Monday, August 11, 2014

Space Oddities and Eventualities

With the relationship between the United States and Russia growing increasingly more strained over the crisis in the Ukraine, there has been a great deal of concern over our reliance on Russian rockets. Not only have we been depending on Russian Soyuz rockets launched from their base in Kazakhstan to get our astronauts to the International Space Station ever since the end of NASA's space shuttle program in 2011, but we also import their rockets into the US to get our own satellites into orbit, and this includes our military and spy satellites.

Of course, our use of Russian space technology was only supposed to tide us over while private, commercial companies moved in to fill our government's needs. That's the American way, after all, to turn things over to the private sector whenever possible. And it has worked well for us in many instances, but there are some things that the private sector is just not equipped to handle, and some things that just ought not to be privatized.
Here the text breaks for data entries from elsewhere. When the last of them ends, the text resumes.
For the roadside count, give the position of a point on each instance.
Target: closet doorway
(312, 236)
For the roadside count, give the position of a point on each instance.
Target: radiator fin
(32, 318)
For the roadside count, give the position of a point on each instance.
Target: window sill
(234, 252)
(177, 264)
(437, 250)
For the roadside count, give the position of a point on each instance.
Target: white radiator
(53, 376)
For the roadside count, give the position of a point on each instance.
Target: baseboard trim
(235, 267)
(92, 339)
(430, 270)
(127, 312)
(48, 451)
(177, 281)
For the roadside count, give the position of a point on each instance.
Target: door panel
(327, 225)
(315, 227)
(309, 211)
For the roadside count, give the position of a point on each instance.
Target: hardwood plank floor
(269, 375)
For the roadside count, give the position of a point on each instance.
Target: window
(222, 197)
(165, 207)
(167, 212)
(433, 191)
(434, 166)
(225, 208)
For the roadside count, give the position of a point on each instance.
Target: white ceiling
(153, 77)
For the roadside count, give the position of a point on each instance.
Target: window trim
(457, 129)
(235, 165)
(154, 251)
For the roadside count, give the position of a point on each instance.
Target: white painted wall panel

Like roads and highways and prisons, for example, and police forces and fire departments. Moreover, Neil Postman pointed out that western nations that did not privatize broadcasting in the way that the US did were able to mitigate some of the negative effects of the television medium. 

On the other hand, we have a long history of commercial transportation by land, waterways, and in the 20th century by air as well. Stanely Kubrick's 2001: A Space Odyssey famously portrayed a future where Pan Am, ironically enough given that the airline has been defunct since 1991, provided shuttle service from the Earth to an orbiting space station still under construction, and from there to our lunar colony.







Now, I want to acknowledge the very powerful argument made by Lewis Mumford, among others, that much of our space program has amounted to an enormous waste of resources that are sorely needed in so many other places. Having grown up during the Space Age, cheering on as we won the Space Race with the Soviet Union, I still have an emotional connection to the idea of space exploration, and I am more than a little disappointed that we are not living in the future that Kubrick depicted during my childhood, not to mention the kind of future Gene Roddenberry gave us in the original Star Trek TV series. And while I was not in favor of Ronald Reagan's Strategic Defense Initiative, popularly referred to as Star Wars, I did note that many science fiction fans actually came out in support of the proposal, not so much out of political conviction or military necessity, but because it provided a reason to expand our involvement in space.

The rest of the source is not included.